B and I went out to a beach near Aguadilla for a weekend. Or rather, she was out there for a week. I was a wimp and visited for a few days. I'm not much of a beach person.
But I am a giant science nerd (as is B) so we took some side trips. The highlight was the Arecibo Observatory.
I was lazy about posting these photos, but the bad news from Arecibo this week (August 2020) reminded me of our visit. So here's some images from a happier time.
These photos are from March of 2019. Some were taken by B, some by me.
You park and walk up a steep path. Big signs remind you to put your phone in airplane mode. Then there's a nice visitor center with science-museum exhibits about radio astronomy.
Then you walk out onto the balcony.
My first impression was that I'd walked into science fiction. Of course it is science fiction; it has been since I read Danny Dunn and the Voice from Space at age seven. The telescope has been in movies like Contact. It's also real, because science fiction is real.
Years later, I chose radiotelescope as my handle on Livejournal -- later Dreamwidth -- because of that Danny Dunn book. That idea of talking to the universe still lives, and that day I stepped into it and looked up.
The receiver platform hangs in the sky in much the same way that thousand-ton scientific instruments do. The domes and tracks and catwalks loom against the mist. (It was raining on Planet Telescope that morning. But it cleared up a bit later.) Myst and Simon Stålenhag illustrate these scenes.
The support towers are in the very best Brutalist style.
We got a tour of the lab rooms, too. This is vintage 1960s analog signal-processing hardware -- still in use, because that's what the scientists are doing. They're processing analog signals.
I inspect the equipment.
Yes, there's modern workstations too.

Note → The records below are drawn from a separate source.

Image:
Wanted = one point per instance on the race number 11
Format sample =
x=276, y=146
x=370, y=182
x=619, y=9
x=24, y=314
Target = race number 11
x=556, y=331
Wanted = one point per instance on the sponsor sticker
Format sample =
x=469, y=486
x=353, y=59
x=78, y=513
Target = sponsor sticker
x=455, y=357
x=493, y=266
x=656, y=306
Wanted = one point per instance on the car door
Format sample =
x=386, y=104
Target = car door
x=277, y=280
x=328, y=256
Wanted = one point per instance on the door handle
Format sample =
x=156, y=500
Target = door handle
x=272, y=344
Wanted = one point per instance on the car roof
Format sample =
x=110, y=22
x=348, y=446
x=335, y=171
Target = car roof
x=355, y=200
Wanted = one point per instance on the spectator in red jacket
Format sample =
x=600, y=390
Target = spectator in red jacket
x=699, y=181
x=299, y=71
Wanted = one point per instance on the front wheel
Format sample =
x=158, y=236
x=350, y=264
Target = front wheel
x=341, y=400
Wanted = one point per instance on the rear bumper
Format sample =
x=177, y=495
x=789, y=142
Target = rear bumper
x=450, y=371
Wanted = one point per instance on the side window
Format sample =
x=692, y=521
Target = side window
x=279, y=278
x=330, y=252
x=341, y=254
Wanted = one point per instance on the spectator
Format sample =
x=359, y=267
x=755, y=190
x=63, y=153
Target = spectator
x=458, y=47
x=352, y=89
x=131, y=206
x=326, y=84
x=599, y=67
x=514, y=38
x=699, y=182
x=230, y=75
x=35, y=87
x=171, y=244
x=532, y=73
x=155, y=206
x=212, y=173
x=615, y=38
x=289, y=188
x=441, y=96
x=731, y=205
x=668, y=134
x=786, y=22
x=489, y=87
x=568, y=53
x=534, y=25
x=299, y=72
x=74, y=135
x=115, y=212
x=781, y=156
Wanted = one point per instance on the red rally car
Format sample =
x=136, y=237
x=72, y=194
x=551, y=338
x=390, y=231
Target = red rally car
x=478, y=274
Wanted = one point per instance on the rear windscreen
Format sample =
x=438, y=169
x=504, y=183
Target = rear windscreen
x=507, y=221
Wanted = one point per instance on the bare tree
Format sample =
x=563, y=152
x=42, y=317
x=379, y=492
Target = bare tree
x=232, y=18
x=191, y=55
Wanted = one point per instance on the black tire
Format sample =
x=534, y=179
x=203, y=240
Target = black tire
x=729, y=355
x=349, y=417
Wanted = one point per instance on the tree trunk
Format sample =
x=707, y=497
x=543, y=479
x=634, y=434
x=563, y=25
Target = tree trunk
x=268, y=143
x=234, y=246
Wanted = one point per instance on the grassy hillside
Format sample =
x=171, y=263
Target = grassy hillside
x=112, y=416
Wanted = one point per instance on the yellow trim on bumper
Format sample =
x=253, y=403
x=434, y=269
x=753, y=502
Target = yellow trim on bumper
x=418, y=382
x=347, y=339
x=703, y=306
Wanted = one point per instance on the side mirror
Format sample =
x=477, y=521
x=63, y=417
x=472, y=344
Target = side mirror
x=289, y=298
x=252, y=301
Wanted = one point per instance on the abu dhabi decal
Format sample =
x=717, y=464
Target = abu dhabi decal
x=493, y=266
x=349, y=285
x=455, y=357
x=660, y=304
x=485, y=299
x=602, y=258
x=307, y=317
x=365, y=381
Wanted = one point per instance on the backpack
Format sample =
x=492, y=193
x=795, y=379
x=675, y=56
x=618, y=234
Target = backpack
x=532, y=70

The monitor has a camera view of the control room in the suspended dome.
B jiggled a mouse on one machine (not this one) and the xeyes shifted to watch.
A working lab.
I love this console in wood and Serious Powder Blue. One of the panels says "Klystron" on it.
Our science selfie.
We also stopped by a limestone cave near Arecibo.
It's actually a series of caves, each with a front and back entrance. The tour winds through a couple of them.
None of the caves get entirely dark, and there's plenty of light near the entrances. Thus, lots of moss.
The back "entrance" to the last cave is a window looking out of a sheer cliff, hundreds of feet above the valley floor.
Our last science field trip was a decommissioned nuclear power plant at Rincón.
You can't tour the facility -- there are mumblings about reopening as a science museum, but it hasn't happened.
You can walk right up to the fence, though. The dome is that same 1960s science-powder-blue. There's a genuine, absolutely unironic Nuclear Power Is Awesome logo on the front lawn.
We walked all the way around the facility. The trees behind it were full of paths; that week they were marked up for some kind of rally-bike race. Also this extremely purple hermit crab.
B sitting on a rock on the Rincón beach.
Me farther up the same beach. I think we photographed each other in this spot, with the same palm frond in frame.
Later we got dinner at a beach bar in Aguadilla. I had the mofongo.